行のグループを使用した書式で,プログラミング言語とテキストの書式化言語が 含まれる,if-then-elseの入力が可能な多くのアプリケーションに適した書式を 指定することができます.行のグループを使用した書式で,類似した行の連続し たグループに対して出力書式を指定します.

例えば,以下のコマンドで,TeXファイルのoldnewを比較し, 古い領域の周りに`\begin{em}'-`\end{em}'行を書き,新しい領 域の周りに`\begin{bf}'-`\end{bf}'行を書くことで,出力をマー ジします.

     diff \
        --old-group-format='\begin{em}
     %<\end{em}
     ' \
        --new-group-format='\begin{bf}
     %>\end{bf}
     ' \
        old new

以下のコマンドは上記の例と等価ですが,デフォルトの行のグループを使用した 書式で綴っているので,若干冗長になっています.

     diff \
        --old-group-format='\begin{em}
     %<\end{em}
     ' \
        --new-group-format='\begin{bf}
     %>\end{bf}
     ' \
        --unchanged-group-format='%=' \
        --changed-group-format='\begin{em}
     %<\end{em}
     \begin{bf}
     %>\end{bf}
     ' \
        old new

以下はより高度な例で,“plain English”形式の行番号を含むヘッダを用いて 差分リストを出力します.

     diff \
        --unchanged-group-format='' \
        --old-group-format='-------- %dn line%(n=1?:s) deleted at %df:
     %<' \
        --new-group-format='-------- %dN line%(N=1?:s) added after %de:
     %>' \
        --changed-group-format='-------- %dn line%(n=1?:s) changed at %df:
     %<-------- to:
     %>' \
        old new

行のグループを使用した書式を指定するために,以下でリストアップするオプショ ンの一つを使用してください.行のグループを使用した書式のうち四つまで指定 することが可能で,それぞれの行のグループの種類になります.通常 formatはシェルのメタ文字を含んでいるので,引用符で囲むべきです.

--old-group-format=format
これらの行のグループは,最初のファイルの行だけに含まれているhunkです.デ フォルトの古いグループの書式は,指定されている場合は変更されたグループの 書式と同じです.それ以外の場合,行のグループはそのまま出力される書式にな ります.
--new-group-format=format
これらの行のグループは,二番目のファイルの行だけに含まれているhunkです. デフォルトの新しいグループの書式は,指定されている場合は変更されたグルー プの書式と同じです.それ以外の場合,行のグループはそのまま出力される書式 になります.
--changed-group-format=format
これらの行のグループは,両方のファイルの行を含んでいるhunkです.デフォル トで,変更されたグループの書式は,新旧のグループの書式を連結したものにな ります.
--unchanged-group-format=format
これらの行のグループは,両方のファイルに共通な行を含んでいます.デフォル トで,変更されていないグループの書式は,行のグループをそのまま出力する書 式です.

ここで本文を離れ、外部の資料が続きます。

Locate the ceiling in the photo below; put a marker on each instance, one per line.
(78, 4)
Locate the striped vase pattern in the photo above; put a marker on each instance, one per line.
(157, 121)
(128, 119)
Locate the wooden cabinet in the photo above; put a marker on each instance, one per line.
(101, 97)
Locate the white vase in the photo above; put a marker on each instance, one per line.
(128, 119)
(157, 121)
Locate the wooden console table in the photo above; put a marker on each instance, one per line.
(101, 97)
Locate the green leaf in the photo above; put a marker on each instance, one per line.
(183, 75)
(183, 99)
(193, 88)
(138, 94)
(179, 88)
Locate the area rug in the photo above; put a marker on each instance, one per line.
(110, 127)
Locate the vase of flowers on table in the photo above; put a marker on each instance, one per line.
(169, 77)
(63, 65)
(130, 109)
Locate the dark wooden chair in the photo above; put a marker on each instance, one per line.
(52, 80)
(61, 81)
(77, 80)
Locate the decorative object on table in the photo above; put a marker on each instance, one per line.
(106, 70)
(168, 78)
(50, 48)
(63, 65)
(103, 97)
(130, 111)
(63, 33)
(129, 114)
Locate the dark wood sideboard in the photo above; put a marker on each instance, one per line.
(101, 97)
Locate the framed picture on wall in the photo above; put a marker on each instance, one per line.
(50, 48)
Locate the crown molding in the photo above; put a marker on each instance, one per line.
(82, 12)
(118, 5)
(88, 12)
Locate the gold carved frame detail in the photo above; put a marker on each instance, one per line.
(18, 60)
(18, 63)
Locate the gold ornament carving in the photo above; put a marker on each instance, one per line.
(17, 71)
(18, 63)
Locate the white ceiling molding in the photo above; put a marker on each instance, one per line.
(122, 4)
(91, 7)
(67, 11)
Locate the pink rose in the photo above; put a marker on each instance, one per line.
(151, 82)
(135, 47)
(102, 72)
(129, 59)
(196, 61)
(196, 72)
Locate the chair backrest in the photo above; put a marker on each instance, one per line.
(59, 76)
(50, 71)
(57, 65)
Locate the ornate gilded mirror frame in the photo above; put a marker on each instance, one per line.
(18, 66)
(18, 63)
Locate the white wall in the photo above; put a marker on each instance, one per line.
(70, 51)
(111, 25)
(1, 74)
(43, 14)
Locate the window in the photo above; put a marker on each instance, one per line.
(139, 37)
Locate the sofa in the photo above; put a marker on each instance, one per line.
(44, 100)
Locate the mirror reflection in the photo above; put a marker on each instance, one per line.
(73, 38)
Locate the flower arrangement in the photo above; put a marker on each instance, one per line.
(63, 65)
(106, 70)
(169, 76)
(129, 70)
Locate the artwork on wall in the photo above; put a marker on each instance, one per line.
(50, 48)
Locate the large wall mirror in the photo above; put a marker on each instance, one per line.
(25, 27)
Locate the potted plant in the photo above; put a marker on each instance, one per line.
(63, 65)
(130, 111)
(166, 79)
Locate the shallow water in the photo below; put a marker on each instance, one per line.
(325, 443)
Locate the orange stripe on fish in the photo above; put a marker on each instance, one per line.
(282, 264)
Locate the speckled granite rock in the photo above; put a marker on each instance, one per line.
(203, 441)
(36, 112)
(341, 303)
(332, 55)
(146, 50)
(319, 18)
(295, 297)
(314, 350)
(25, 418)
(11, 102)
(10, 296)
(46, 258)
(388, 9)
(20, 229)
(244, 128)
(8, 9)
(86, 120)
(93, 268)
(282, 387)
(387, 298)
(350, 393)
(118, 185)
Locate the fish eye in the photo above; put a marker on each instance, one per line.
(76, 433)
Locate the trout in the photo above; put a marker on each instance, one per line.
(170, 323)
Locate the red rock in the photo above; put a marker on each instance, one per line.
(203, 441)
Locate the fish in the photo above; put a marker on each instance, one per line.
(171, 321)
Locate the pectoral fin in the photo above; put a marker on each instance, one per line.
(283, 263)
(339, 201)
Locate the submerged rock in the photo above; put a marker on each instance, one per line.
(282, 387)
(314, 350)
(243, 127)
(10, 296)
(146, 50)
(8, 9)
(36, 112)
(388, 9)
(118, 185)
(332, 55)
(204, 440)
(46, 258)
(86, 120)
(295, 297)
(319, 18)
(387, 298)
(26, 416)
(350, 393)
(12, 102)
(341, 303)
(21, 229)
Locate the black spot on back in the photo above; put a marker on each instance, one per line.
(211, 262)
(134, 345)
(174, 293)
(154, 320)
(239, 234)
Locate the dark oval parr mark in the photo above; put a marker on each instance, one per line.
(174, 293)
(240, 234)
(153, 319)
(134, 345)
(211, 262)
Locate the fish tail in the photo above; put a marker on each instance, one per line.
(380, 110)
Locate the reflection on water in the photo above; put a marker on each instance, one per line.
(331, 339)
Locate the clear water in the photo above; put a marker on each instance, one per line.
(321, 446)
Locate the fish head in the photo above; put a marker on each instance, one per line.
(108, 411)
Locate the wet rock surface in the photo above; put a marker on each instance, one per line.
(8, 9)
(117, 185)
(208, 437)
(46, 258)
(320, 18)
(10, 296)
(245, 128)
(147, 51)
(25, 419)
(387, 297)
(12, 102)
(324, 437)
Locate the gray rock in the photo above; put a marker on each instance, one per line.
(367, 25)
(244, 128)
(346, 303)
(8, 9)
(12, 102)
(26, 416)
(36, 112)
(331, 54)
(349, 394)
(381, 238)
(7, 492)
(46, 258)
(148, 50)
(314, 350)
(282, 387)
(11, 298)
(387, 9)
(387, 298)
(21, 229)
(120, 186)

行のグループを使用した書式では,通常の文字はそのまま表示されます.伝統的 な仕様は,`%'で開始し以下の形式の一つが続きます.

`%<'
最初のファイルからの行を意味し,それは最後の改行を含めます.それぞれの行 は,古い行の書式に依存して書式化されます(see Line Formats).
`%>'
二番目のファイルからの行を意味し,それは最後の改行を含めます.それぞれの 行は,新しい行の書式に依存して書式化されます.
`%='
両方のファイルに共通な行を意味し,それは最後の改行を含めます.それぞれの 行は,変更されていない行の書式に依存して書式化されます.
`%%'
`%'を意味します.
`%c'C''
このCは単一文字で,Cを意味します.Cをバックスラッシュ やアポストロフィーにしてはいけません.例えば,`%c':''はコロンを意味 し,if-then-else書式のthen-part内部ではコロンは通常終端文字ですが,その ままの意味になります.
`%c'\O''
このOは,1桁,2桁,または3桁の八進数で,8ビットコードOの文字 を意味します.例えば,`%c'\0''はヌル文字を意味します.
`Fn'
このFは,printfの変換を指定し,nは以下の文字の一つに なり,Fで書式化されるnの値を意味します.
`e'
古いファイルのグループの直前の行番号です.
`f'
古いファイルのグループの最初の行の行番号です.e + 1と同じです.
`l'
古いファイルのグループの最後の行の行番号です.
`m'
古いファイルのグループ直後の行番号です.l + 1と同じです.
`n'
古いファイルのグループの行番号です.l - f + 1と同じです.
`E, F, L, M, N'
同様に,新しいファイルの行です.

printfの変換指定は,`%d',`%o',`%x',または `%X'が可能で,それぞれ,10進数,8進数,小文字の16進数,または大文字 の16進数の出力を指定します.`%'の後に続くオプションを順番に表します. ゼロ以上のフラグの列.最小フィールド幅の整数.そして,ピリオドに続く桁数 の最小値を指定する追加の整数.フラグは,左寄せに対する`-', LC_NUMERICロケールのカテゴリで指定される,グループごとの桁数に分離 する`'',そして,スペースの変わりにゼロでパディングするための `0'です.例えば,`%5dN'はグループの新しい行の数を,五文字幅の フィールドで,printfの書式"%5d"で出力します.

`(A=B?T:E)'
ABに等しい場合はT,それ以外ではEになります. ABはそれぞれ10進数の定数または上記で解釈される単一文字です. この書式指定は,Aの値がBの値に等しい場合はTと等価にな ります.それ以外ではEと等価になります.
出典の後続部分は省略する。